I’ve been thinking about my uncle Todd today. He is a possessor of my personal favorite spiritual gift, that of making people feel special. And when I say ‘people’ what I really mean is ‘me’. He makes me feel special and has done so for as long as I remember. As a well-respected leader in his immediate family, extended family, church, profession, and community, I’m sure he has a large network and yet yesterday I casually checked my email and found a page-long letter to me. This might be my favorite ‘in-box’ moment of the day…on the occasion that Uncle Todd sets aside all of the other cares and relationships of the day and gives me a few minutes of his dedicated time. This is a poor replacement to real face-time, but after all, we have lived over a thousand miles away from one another for most of my life. How do we maintain such a bond?
Uncle Todd communicated to me very early on that what mattered to me mattered to him. When I was a little girl…maybe in my early adolescence, I became a haphazard scrap-booker…not talented in the least, but may I assure you that what I lacked in talent I made up for enthusiasm. The typical trouble of any hardcore scrap-booker is finding someone who cares enough to fully and deeply appreciate the hours of care that were poured into the glue, glitter, cut up photos, and random color-coordinated stickers. But Uncle Todd did.
Every kid wants a someone special to stop everything and just be interested in what is interesting in that random thing that he or she thinks is wonderful. Having this intuition isn't easily come by, and every kid needs something a little different, but somehow Uncle Todd knew that this is what this kid needed. On several occasions, he’d came by to visit my family and he’d spent an impressive amount of time looking at photos, asking about specific friends, pointing out especially well-crafted designs, and generally just saying ‘you matter’. I feel a little bit weepy even composing this memory of his kindness. Man, that was sure good of him.

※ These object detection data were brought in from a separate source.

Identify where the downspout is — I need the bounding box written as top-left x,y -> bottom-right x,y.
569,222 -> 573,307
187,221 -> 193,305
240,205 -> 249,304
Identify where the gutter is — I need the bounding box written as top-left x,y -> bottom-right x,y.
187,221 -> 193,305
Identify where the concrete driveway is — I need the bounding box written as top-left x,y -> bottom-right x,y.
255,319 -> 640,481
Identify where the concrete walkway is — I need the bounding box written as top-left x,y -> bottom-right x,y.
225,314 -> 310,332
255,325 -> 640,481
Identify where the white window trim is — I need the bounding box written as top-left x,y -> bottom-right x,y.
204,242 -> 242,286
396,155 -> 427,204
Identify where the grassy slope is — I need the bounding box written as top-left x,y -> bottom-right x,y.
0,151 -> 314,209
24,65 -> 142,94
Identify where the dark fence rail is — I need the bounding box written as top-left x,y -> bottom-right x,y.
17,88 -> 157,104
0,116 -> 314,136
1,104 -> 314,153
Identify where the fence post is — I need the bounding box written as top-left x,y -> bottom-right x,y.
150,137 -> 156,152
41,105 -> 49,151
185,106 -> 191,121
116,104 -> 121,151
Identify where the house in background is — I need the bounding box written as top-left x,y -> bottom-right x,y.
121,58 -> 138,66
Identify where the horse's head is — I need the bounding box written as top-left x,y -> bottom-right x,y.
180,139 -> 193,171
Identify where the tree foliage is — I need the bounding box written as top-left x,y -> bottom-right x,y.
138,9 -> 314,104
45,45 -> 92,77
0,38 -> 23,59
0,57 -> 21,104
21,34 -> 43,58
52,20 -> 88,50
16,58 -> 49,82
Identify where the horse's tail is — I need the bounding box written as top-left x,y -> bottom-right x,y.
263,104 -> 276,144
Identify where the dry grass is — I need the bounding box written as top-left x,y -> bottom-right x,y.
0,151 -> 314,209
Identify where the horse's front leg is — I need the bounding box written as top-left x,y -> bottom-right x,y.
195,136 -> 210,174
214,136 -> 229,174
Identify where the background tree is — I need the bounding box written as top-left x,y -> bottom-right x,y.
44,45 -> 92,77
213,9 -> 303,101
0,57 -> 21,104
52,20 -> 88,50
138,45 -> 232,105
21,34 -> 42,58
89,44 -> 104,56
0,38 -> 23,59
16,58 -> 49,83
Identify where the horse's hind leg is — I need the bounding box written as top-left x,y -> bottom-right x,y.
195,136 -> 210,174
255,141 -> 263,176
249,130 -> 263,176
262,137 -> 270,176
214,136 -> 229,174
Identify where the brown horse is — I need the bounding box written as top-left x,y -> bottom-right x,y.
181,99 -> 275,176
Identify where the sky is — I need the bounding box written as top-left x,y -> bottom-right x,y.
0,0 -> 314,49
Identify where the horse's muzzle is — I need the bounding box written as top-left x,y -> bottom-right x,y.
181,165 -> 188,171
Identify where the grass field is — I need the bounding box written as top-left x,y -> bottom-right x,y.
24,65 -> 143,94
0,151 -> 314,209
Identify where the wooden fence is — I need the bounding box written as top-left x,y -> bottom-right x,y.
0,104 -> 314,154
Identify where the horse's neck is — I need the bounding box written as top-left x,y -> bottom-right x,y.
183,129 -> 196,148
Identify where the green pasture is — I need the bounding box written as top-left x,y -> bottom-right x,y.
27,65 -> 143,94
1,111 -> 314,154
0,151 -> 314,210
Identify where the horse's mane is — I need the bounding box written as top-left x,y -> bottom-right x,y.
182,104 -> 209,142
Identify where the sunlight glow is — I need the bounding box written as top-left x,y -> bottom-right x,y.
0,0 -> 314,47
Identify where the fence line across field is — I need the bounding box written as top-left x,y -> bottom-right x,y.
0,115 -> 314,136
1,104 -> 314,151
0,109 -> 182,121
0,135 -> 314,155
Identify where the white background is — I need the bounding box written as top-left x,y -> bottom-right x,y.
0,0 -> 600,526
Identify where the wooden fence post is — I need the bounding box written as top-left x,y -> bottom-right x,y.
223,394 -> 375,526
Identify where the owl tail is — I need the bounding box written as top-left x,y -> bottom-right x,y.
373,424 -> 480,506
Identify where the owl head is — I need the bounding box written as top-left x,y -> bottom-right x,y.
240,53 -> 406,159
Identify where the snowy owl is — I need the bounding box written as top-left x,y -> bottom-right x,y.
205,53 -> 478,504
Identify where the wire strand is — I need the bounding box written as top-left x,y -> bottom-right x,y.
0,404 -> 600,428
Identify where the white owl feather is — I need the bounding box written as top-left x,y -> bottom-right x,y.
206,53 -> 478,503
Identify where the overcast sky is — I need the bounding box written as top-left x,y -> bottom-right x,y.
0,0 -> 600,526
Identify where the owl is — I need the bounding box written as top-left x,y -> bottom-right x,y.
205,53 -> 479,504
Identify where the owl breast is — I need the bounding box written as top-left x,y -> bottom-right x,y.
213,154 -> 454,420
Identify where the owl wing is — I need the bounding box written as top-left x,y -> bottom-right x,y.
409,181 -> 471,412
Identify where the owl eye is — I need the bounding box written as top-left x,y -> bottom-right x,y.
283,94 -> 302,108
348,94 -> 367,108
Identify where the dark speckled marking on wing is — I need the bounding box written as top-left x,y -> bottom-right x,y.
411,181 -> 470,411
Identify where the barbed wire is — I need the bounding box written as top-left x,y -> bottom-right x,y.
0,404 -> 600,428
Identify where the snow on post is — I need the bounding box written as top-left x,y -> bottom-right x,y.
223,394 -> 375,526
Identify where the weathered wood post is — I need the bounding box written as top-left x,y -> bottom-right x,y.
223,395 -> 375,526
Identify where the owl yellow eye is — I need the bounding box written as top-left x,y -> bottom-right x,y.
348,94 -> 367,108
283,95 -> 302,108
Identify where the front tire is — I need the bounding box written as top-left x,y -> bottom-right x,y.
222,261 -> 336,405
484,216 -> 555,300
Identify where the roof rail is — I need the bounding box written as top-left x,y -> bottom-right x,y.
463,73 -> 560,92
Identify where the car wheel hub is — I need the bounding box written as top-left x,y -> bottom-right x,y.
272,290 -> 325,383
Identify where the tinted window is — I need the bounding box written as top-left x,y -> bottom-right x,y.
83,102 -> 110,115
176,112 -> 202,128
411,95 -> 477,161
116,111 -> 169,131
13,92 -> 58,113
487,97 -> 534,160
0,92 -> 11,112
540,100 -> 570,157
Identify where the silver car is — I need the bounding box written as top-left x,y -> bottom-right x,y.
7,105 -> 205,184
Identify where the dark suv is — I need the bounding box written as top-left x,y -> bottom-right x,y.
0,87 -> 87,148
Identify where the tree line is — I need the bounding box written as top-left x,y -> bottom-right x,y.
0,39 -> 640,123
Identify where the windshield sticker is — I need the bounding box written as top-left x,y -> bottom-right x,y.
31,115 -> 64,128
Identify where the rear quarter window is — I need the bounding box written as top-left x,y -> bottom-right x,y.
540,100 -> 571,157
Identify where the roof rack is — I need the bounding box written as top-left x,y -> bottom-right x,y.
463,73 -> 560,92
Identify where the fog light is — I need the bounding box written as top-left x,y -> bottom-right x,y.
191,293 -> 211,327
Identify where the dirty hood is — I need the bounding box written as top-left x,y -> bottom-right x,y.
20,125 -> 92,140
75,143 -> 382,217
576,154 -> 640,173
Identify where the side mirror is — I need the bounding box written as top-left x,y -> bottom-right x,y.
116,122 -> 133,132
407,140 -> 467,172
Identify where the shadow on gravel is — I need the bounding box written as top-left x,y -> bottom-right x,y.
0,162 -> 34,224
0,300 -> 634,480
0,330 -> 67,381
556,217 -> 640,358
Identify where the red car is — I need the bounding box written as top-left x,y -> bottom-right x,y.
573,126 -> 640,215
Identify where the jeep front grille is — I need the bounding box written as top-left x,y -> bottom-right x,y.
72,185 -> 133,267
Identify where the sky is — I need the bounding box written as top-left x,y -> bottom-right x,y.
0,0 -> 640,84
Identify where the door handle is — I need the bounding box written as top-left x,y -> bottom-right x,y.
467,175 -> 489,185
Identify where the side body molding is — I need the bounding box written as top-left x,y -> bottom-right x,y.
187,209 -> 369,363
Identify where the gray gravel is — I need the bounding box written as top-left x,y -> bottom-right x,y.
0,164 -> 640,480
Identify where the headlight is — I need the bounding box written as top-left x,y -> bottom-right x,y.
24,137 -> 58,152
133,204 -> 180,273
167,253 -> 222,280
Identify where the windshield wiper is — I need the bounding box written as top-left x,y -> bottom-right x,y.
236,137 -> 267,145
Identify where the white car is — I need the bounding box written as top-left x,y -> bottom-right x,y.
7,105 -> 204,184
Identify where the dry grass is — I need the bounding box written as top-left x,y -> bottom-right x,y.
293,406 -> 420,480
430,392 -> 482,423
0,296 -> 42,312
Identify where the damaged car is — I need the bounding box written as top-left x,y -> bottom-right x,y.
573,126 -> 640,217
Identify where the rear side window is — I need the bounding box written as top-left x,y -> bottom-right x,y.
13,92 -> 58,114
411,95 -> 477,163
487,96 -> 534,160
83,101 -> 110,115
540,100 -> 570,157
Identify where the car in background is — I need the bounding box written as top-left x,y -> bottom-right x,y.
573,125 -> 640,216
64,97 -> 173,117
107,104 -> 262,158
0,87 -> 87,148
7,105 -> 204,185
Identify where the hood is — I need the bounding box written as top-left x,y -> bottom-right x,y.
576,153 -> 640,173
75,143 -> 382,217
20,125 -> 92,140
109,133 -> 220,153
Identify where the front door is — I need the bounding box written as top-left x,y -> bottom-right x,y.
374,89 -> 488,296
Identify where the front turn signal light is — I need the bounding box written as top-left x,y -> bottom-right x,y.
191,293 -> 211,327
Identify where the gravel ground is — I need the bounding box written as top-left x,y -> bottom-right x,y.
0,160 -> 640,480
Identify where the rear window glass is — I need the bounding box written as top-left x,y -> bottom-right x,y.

The way he valued my opinion stretched into my adulthood as he would occasionally call or more frequently send over an email asking my opinion on an issue that he was facing in one of his many leadership positions in his life. He would present me with a somewhat complex question and ask me what I would do about it. I strived to squeeze out any trace of wisdom that I might have hiding within me for his benefit, always subconsciously bearing in mind that with his two-dozen years more of experience in all things life and leadership- related, my thoughts certainly would not enlighten him in any real meaningful way. I think maybe he must have just enjoyed connecting with me and learning about how I saw the world. Maybe what we talked about didn’t always matter. He just wanted to reach out and say in his own unique way, “I want you to know that you are important and that you matter.”
Just recently, he had business in my part of the country. He flew in and drove three hours to see me and my family. We visited for two hours and he got back in his car and drove the three hours back to the destination of his business. If you do the math, that just doesn’t make sense. But it made perfect sense to me. He loves me. He’s been quietly telling me that all of my life. I matter to him and that’s the kind of thing people do for those they love.